While Protege is a terrific tool, I still think that using older technologies like KEE, Loom, PowerLoom, etc. with optimal programming environments makes a lot of sense. Any language with good introspection (like Ruby or Common Lisp) would work for supporting XML serialization when required.

Disney-ABC start to get it

Broadcast TV is dead - let's remember it fondly :-) Seriously Disney-ABC's pilot program to allow free download and viewing of TV shows a day after they are first run makes sense. They will, I believe, use some form of DRM to insure that commercials can not be skipped, but that seems fair enough to me. I bet that only Windows based viewing is possible, but there is always some hope that at least Mac OS X will also be supported. There is a lot of competition for viewers' "eye balls" for all types of entertainment and media, so re-purposing material for free (with commercials) anytime viewing makes sense. I have been enjoying old 1950s Alfred Hitchcock TV shows, both purchased on iTunes music store and rented via Netflix - another good way to enjoy anytime viewing. I also have hopes of more budget/indy productions making it to free or low cost anytime viewing.

Saturday, April 08, 2006

What about your $27,000 debt?

How concerned should we be that the average American's share of the national debt is $27,000? Make that $108,000 for a family of four and we are talking real money.

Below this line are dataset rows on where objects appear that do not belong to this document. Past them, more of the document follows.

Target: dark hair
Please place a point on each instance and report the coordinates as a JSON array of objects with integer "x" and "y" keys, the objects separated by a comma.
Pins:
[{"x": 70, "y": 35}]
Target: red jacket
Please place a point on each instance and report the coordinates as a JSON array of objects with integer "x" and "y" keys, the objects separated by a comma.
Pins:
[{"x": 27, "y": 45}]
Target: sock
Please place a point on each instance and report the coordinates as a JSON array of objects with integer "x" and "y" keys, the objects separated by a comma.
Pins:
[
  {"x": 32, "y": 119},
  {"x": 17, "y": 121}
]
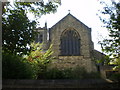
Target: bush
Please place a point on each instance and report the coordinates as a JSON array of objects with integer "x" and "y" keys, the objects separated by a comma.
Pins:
[
  {"x": 69, "y": 73},
  {"x": 115, "y": 77},
  {"x": 15, "y": 67}
]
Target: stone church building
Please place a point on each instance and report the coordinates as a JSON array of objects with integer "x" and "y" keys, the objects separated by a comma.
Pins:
[{"x": 72, "y": 43}]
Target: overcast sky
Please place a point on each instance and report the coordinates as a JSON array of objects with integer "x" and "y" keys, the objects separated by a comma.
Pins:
[{"x": 85, "y": 11}]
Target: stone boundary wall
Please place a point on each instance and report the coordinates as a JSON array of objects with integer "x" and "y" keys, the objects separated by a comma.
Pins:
[{"x": 32, "y": 84}]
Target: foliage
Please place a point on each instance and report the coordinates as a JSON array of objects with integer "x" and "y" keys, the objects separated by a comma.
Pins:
[
  {"x": 40, "y": 58},
  {"x": 31, "y": 66},
  {"x": 69, "y": 73},
  {"x": 18, "y": 30},
  {"x": 111, "y": 46},
  {"x": 15, "y": 67}
]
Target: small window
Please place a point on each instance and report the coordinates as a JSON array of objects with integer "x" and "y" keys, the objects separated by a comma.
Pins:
[
  {"x": 70, "y": 43},
  {"x": 40, "y": 38}
]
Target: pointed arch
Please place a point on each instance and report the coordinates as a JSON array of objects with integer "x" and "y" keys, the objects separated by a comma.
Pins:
[{"x": 70, "y": 43}]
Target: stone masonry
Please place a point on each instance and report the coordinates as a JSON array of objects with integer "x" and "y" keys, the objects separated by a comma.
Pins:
[{"x": 69, "y": 22}]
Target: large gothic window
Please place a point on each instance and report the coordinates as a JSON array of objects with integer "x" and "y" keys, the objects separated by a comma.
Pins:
[{"x": 70, "y": 43}]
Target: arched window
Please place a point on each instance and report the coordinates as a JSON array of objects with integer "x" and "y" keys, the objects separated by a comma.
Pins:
[{"x": 70, "y": 43}]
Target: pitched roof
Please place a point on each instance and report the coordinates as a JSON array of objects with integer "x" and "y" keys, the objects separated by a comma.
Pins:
[{"x": 71, "y": 16}]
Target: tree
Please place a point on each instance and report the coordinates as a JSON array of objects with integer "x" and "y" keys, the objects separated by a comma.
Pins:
[
  {"x": 18, "y": 31},
  {"x": 111, "y": 46}
]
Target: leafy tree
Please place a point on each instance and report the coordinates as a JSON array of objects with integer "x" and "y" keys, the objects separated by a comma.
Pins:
[
  {"x": 40, "y": 58},
  {"x": 18, "y": 31},
  {"x": 112, "y": 23}
]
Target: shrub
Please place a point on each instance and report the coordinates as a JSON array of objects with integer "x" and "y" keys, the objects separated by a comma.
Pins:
[
  {"x": 70, "y": 73},
  {"x": 15, "y": 67}
]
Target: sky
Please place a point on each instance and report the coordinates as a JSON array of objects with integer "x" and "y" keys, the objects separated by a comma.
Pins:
[{"x": 85, "y": 11}]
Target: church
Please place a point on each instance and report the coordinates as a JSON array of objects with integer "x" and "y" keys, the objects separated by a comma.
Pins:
[{"x": 71, "y": 43}]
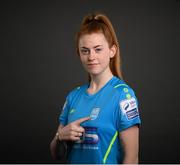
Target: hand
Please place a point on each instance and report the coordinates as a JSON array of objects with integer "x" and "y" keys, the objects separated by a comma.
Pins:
[{"x": 73, "y": 131}]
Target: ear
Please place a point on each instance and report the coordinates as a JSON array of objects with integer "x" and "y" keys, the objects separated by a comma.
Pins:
[{"x": 113, "y": 50}]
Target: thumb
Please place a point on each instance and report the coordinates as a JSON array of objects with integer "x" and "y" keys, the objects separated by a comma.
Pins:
[{"x": 81, "y": 120}]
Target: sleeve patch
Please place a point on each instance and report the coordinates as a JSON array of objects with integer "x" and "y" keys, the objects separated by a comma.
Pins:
[{"x": 129, "y": 108}]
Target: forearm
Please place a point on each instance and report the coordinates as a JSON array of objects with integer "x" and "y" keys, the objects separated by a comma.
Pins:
[{"x": 130, "y": 159}]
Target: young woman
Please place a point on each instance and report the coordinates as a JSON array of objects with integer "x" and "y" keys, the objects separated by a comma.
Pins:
[{"x": 101, "y": 117}]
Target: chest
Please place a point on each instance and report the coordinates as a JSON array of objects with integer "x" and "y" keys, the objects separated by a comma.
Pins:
[{"x": 101, "y": 109}]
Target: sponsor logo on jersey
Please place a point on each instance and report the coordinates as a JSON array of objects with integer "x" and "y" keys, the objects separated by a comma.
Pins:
[
  {"x": 132, "y": 113},
  {"x": 94, "y": 113},
  {"x": 90, "y": 136},
  {"x": 128, "y": 105}
]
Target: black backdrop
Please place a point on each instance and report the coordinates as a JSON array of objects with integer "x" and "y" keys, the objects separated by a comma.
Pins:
[{"x": 39, "y": 66}]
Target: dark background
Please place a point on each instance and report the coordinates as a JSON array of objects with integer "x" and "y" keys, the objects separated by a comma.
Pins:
[{"x": 39, "y": 66}]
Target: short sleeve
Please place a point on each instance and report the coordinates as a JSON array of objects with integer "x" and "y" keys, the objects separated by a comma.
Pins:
[
  {"x": 64, "y": 114},
  {"x": 127, "y": 113}
]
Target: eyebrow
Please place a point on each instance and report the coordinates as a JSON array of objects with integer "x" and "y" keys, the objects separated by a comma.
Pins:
[{"x": 93, "y": 47}]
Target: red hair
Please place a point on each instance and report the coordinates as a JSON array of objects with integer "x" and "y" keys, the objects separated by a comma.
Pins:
[{"x": 100, "y": 23}]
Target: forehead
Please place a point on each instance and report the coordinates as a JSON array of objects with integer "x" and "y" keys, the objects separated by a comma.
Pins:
[{"x": 91, "y": 40}]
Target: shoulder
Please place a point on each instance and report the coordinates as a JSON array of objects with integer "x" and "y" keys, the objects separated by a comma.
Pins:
[
  {"x": 75, "y": 91},
  {"x": 123, "y": 90}
]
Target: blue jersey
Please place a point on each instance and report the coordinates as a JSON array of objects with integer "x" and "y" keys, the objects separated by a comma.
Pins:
[{"x": 112, "y": 109}]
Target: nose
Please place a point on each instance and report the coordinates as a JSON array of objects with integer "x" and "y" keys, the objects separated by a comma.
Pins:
[{"x": 92, "y": 55}]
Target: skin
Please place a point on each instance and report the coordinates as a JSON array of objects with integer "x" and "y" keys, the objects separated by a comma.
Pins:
[{"x": 95, "y": 55}]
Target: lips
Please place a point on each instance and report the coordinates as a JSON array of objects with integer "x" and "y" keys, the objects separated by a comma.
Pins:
[{"x": 92, "y": 64}]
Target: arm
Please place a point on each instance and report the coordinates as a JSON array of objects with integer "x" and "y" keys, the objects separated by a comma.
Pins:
[
  {"x": 130, "y": 142},
  {"x": 53, "y": 143},
  {"x": 73, "y": 131}
]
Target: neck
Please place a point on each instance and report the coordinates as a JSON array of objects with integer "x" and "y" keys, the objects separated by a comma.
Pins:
[{"x": 98, "y": 81}]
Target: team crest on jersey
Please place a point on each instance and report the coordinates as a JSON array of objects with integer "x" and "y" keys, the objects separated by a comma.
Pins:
[
  {"x": 94, "y": 113},
  {"x": 129, "y": 108}
]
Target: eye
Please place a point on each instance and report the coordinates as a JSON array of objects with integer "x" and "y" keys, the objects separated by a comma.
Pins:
[
  {"x": 85, "y": 51},
  {"x": 98, "y": 50}
]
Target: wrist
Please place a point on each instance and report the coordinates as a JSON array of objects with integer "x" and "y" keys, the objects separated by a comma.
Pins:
[{"x": 58, "y": 136}]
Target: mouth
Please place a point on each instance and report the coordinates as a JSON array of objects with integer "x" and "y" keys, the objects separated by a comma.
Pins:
[{"x": 92, "y": 64}]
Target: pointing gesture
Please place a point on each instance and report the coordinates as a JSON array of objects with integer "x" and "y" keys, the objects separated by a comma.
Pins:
[{"x": 73, "y": 131}]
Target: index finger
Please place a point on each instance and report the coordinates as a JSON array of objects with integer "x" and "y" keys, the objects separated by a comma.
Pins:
[{"x": 79, "y": 121}]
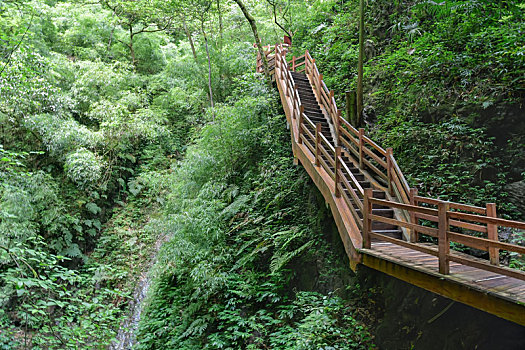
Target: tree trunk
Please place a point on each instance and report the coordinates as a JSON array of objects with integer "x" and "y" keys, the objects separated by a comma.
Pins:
[
  {"x": 209, "y": 71},
  {"x": 220, "y": 20},
  {"x": 251, "y": 20},
  {"x": 188, "y": 35}
]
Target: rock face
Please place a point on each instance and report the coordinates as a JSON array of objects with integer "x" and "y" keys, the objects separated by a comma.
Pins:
[
  {"x": 414, "y": 318},
  {"x": 516, "y": 191}
]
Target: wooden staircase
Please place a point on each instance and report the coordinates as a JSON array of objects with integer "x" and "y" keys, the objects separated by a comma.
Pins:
[
  {"x": 313, "y": 111},
  {"x": 383, "y": 223}
]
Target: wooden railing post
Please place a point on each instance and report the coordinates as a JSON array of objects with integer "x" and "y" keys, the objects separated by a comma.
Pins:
[
  {"x": 443, "y": 240},
  {"x": 317, "y": 143},
  {"x": 306, "y": 62},
  {"x": 492, "y": 231},
  {"x": 337, "y": 192},
  {"x": 367, "y": 223},
  {"x": 300, "y": 124},
  {"x": 294, "y": 99},
  {"x": 361, "y": 145},
  {"x": 337, "y": 128},
  {"x": 389, "y": 153},
  {"x": 414, "y": 236}
]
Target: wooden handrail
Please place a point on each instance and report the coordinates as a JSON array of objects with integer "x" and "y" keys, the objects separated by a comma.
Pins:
[
  {"x": 448, "y": 220},
  {"x": 444, "y": 216}
]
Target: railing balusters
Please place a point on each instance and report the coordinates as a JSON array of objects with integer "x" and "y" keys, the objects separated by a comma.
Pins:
[
  {"x": 337, "y": 167},
  {"x": 301, "y": 111},
  {"x": 413, "y": 232},
  {"x": 361, "y": 145},
  {"x": 317, "y": 143},
  {"x": 367, "y": 223},
  {"x": 443, "y": 240},
  {"x": 492, "y": 233},
  {"x": 389, "y": 155}
]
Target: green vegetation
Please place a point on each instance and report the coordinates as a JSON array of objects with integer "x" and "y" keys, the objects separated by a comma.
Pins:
[
  {"x": 128, "y": 123},
  {"x": 443, "y": 86}
]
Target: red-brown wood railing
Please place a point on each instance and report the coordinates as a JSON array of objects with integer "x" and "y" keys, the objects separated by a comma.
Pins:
[{"x": 440, "y": 220}]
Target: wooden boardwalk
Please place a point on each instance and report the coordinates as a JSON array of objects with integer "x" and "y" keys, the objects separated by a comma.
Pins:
[{"x": 383, "y": 223}]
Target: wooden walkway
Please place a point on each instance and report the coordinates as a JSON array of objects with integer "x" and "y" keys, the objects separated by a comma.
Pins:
[{"x": 383, "y": 223}]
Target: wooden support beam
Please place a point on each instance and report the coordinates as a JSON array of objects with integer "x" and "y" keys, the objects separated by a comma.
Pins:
[
  {"x": 443, "y": 240},
  {"x": 492, "y": 233},
  {"x": 317, "y": 143}
]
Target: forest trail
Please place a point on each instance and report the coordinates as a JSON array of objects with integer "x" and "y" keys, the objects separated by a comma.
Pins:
[
  {"x": 126, "y": 336},
  {"x": 383, "y": 222}
]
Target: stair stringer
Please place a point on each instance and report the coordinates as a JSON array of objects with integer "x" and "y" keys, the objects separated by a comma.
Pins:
[{"x": 346, "y": 225}]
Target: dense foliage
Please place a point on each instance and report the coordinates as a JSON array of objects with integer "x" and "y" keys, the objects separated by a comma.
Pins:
[
  {"x": 124, "y": 124},
  {"x": 444, "y": 87}
]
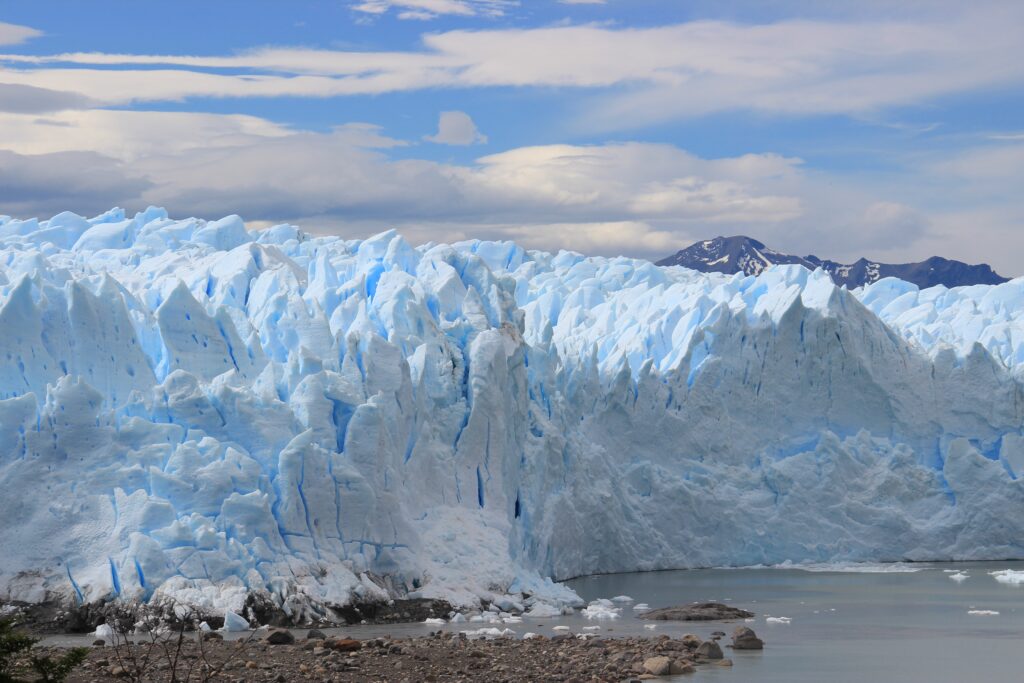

So what? Isn't the debt as a fraction of GDP OK? The GDP is a horrible measure of economic health. A forest fire burns 1000 homes and the GDP goes up. Hurricane Katrina destroys a city and the GDP goes up. Our government spends irresponsibly and this excess is paid for by selling off more of our country to foreign investors - this increases the GDP!

Everything adds to the GDP and nothing reduces it: "The nations brightest economists maintain our national accounting system with a calculator that has a plus key but no minus key" (Lincoln Anderson on US GDP in The Fortune Encyclopedia of Economics)

The real short term risk of this debt is that interest rates will have to climb to keep attracting foreign investment to keep our society functioning and we are likely to get hit with increased inflation at the same time. Ouch and ouch.

Speaking of inflation, how many people understand that Clinton and Bush II removed things like the cost of food and housing from the cost of living indices (and thus the bogus government released "inflation" statistics)? I bet you don't hear about that much in the news - a news industry that does not serve public interests, but rather the interests of the mega-corporations who have bought up what used to be independent news companies, and who have a short term financial interest in convincing people to buy, buy, buy on consumer credit.

Sure, no one can predict the future, but there is one thing that I strongly believe: people who are now financing their lifestyle on increasing consumer debt are condemning themselves to a lifetime of economic servitude (greetings, indentured servants) while people who are handling their finances wisely will weather the coming financial storm with a minimum of pain.

Wednesday, April 05, 2006

Interesting: Bill Gate's work flow; knowledge management

I enjoyed this article by Gates on cnn on his personal work flow. The best part was on SharePoint. A few years ago one of my customers hired me to write a SharePoint clone that was tailored for their work flow - I used Java (JSPs, custom tag libraries, and Prevayler for persistence) in a fairly agile way but I would like to redo that project, with lessons learned, using Rails, and use AI text mining technologies to help automatically organize information (or suggest organizing hints).

Knowledge management is something that I am keenly interested in because it ties together lots of technologies that I am interested in: ontologies, knowledge representation, data constraints, server side technologies, and natural language processing with text mining, etc.